Imprimis, she persisted in calling me Jaques, which was uncomfortably reminiscent of that time wherein I was called Jack. Yet my objection to this silly nickname was a mischancy matter to explain. There was no way of telling her that I disliked anything which reminded me of Gillian Hardress, without telling more about Gillian than would be pleasant to tell. So Rosalind went on calling me Jaques; and I was compelled to put up with a trivial and unpremeditated, but for all that a daily, annoyance; and I fretted under it.

Item, she insisted on presenting me with all sorts of expensive knickknacks, and being childishly grieved when I remonstrated.

“But I have the money,” Rosalind would say, “and you haven’t. So why shouldn’t I? And besides, it’s really only selfishness on my part, because I like doing things for you, and if you liked doing things for me, Jaques, you’d understand.”

So I would eventually have to swear that I did like “doing things” for her; and it followed⁠—somehow⁠—that in consequence she had a perfect right to give me anything she wanted to.

And this too fretted me, mildly, all the summer I spent at Birnam Beach with Rosalind and with the opulent friends of Rosalind’s aunt from St. Louis.⁠ ⁠… They were a queer lot. They all looked so unspeakably new; their clothes were spick and span, and as expensive as possible, but that was not it; even in their bathing suits these middle-aged people⁠—they were mostly middle-aged⁠—seemed to have been very recently finished, like animated waxworks of middle-aged people just come from the factory. And they spent money in a continuous careless way that frightened me.

But I was on my very best, most dignified behavior; and when Aunt Lora presented me as “one of the Lichfield Townsends, you know,” these brewers and breweresses appeared to be properly impressed. One of them⁠—actually⁠—“supposed that I had a coat-of-arms”; which in Lichfield would be equivalent to “supposing” that a gentleman possessed a pair of trousers.
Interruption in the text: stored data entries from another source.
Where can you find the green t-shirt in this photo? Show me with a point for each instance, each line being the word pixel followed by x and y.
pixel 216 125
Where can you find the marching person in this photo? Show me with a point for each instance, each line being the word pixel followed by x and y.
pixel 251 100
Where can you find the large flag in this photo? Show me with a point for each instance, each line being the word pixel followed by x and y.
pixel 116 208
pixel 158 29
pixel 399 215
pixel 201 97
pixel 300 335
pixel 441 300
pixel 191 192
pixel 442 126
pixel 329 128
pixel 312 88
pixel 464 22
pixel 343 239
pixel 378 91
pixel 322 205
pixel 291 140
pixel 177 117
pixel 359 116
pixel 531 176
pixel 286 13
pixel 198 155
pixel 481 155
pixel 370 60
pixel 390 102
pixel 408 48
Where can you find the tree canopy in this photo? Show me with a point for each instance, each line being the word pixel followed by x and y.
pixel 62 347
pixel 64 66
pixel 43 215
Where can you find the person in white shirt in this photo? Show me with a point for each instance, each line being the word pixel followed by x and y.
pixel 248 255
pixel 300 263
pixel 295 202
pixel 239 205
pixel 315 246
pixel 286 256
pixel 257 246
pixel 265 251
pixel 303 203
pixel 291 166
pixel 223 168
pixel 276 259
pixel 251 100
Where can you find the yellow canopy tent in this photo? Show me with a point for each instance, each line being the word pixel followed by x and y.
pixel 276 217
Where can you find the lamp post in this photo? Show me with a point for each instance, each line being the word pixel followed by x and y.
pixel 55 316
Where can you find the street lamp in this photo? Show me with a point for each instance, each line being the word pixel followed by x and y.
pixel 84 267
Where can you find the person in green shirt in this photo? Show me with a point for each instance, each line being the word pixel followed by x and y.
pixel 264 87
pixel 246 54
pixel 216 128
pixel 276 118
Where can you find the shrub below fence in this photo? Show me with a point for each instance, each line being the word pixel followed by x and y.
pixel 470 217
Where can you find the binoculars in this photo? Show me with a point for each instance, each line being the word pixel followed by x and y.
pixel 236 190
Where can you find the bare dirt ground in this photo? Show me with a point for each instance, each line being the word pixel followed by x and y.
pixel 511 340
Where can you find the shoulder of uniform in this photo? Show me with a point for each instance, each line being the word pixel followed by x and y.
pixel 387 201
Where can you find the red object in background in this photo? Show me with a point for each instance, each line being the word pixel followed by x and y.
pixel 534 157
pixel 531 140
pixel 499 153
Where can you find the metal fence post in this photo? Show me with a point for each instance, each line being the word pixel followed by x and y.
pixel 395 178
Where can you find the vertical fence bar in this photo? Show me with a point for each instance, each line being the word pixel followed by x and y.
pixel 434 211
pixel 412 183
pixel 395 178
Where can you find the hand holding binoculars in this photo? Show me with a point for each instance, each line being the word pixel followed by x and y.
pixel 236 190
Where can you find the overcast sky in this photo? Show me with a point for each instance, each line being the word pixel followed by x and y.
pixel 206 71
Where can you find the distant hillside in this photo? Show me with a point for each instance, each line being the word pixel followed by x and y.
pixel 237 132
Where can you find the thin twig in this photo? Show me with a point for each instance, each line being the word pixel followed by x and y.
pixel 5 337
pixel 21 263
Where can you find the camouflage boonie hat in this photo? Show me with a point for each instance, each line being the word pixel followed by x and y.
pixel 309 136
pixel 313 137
But they were really very thoughtful about never letting me pay for anything; in this regard there seemed afoot a sort of friendly conspiracy.

So the summer passed pleasantly enough; and we bathed, and held hands in the moonlight, and danced at the Casino, and rode the merry-go-round, and played ping-pong, and read Dorothy Vernon of Haddon Hall⁠—which was much better, I told everybody, than that idiotic George Glock book, The Imperial Votaress. And we drank interminable suisses, and it was all very pleasant.

Yet always in the rear of my mind was stirring restively the instinct to get back to my writing; and these sedately frolicsome benevolent people⁠—even Rosalind⁠—plainly thought that “writing things” was just the unimportant foible of an otherwise fine young fellow.